Following implementation of the new process, LWBS decreased dramatically to less than 0.6 percent.



During the same period, "Door to MSE with all appropriate orders" fell to less than 30 minutes.



*June 2014 to October 2014 data is estimated, as we didn't track "door to QMP MSE with all appropriate orders" at that time.

Conclusions


The new process was successful in reducing ED walkouts, and we have continued to use and refine it. LWBS rates and "Door to MSE/Orders" times continue to improve as providers and staff become more familiar with the system and buy into the new culture.

Implementation of this process taught us a lot about patient flow through our department. As the pace picked up, we were able to identify some bottlenecks we hadn't been aware of. Minor staffing adjustments helped our providers keep up with the increased flow of patients through triage.

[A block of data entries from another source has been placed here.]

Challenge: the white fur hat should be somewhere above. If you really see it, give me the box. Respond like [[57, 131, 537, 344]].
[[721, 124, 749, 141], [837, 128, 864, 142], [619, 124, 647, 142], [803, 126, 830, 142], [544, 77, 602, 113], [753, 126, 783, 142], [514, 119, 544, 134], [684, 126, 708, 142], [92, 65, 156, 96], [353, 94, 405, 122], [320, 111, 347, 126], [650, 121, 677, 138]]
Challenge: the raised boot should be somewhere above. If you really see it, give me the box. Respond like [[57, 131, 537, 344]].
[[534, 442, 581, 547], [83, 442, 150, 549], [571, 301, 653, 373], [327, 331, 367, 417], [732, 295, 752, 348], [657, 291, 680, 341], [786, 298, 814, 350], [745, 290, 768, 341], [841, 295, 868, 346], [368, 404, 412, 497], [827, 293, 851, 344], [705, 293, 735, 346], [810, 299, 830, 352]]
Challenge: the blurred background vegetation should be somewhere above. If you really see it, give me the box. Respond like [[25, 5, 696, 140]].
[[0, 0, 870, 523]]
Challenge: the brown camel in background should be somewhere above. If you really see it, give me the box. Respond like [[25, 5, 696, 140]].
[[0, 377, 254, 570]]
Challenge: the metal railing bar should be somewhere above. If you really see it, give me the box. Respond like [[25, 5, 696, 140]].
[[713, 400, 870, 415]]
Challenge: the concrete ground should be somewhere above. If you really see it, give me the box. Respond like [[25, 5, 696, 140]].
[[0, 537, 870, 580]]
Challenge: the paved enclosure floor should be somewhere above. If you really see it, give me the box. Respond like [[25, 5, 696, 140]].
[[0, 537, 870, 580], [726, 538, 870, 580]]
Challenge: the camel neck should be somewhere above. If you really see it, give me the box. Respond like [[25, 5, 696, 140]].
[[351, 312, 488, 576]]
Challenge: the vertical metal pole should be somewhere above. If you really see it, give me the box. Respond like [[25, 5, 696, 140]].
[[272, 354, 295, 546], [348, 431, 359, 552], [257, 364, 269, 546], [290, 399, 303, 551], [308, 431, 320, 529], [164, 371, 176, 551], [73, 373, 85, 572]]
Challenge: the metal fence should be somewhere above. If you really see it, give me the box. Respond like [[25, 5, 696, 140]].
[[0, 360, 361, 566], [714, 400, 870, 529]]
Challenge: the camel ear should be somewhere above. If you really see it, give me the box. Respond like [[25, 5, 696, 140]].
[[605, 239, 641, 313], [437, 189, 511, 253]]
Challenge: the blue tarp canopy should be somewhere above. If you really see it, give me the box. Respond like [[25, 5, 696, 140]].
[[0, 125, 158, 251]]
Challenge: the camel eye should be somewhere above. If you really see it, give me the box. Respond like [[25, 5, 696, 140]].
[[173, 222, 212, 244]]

Our executive leadership has been very pleased with our results so far. While they don't have exact numbers yet, they believe this process has the potential to increase hospital revenue and decrease risk.

It's worth noting that this process isn't necessarily ideal. Given unlimited space and staffing, we'd certainly do things differently. But we do feel proud that we've been able to innovate with the resources we have. While it takes a little extra effort on our part, we're succeeding in meeting the needs of our patients and the community. And that, of course, is what really matters at the end of the day.